One passenger's mother told local television the derailment followed a period where the trainshook at about 75 miles per hour (121 km per hour). She said that after the accident her daughter was helped out of a coach window.
Amtrak said its Southwest Chief Train 3 from Chicago to Los Angeles would detour around the crash scene on Monday, traveling from Newton, Kansas, to Albuquerque, New Mexico.
In one of Amtrak's deadliest recent accidents, eight people were killed last May when a New York-bound train derailed in Philadelphia. Forty-three others were seriously injured when the trainentered a curve at more than twice the recommended speed, investigators found.
In October, an Amtrak train destined for Washington, D.C., derailed in central Vermont after striking rocks that fell from a ledge onto the tracks. Seven people were injured, including one who was airlifted to a hospital, the Associated Press reported.

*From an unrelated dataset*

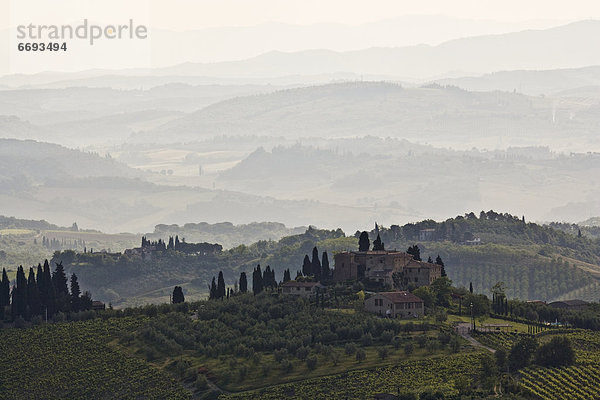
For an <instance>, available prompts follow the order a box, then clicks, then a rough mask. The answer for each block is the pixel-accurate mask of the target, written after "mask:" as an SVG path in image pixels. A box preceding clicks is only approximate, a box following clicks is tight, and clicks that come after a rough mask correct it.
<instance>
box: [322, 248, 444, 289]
mask: <svg viewBox="0 0 600 400" xmlns="http://www.w3.org/2000/svg"><path fill="white" fill-rule="evenodd" d="M334 260H335V269H334V272H333V280H334V281H348V280H360V279H368V280H371V281H373V282H379V283H381V284H383V285H384V286H385V287H389V288H393V287H395V286H396V287H398V288H400V289H407V288H408V286H409V285H410V286H416V287H418V286H427V285H430V284H431V283H432V282H433V281H434V280H436V279H437V278H440V277H441V276H442V269H441V266H439V265H437V264H431V263H427V262H423V261H416V260H414V259H413V257H412V255H410V254H407V253H404V252H401V251H396V250H370V251H346V252H342V253H338V254H336V255H335V256H334ZM395 273H396V276H397V281H396V283H395V282H394V279H393V276H394V274H395ZM398 278H399V279H398Z"/></svg>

The Vermonter train was carrying 98 passengers and four crew members when it derailed at around 10:30 a.m. in Northfield, about 20 miles southwest of Montpelier.
Last week, nine people were injured when a passenger train derailed near San Jose, Calif.
An Altamont Corridor Express (ACE) commuter train left its tracks last Monday after hitting a fallen tree. Passengers said they believe the first two cars derailed when the train hit a tree that had fallen during a mud slide caused by heavy rain, according to San Jose TV station KNTV.
As The Christian Science Monitor reported, the state of California has spent the last decade trying to improve train safety following a particularly bad accident in 2005, and the state was the first to implement Positive Train Control (PTC), a GPS system designed to prevent rail accidents.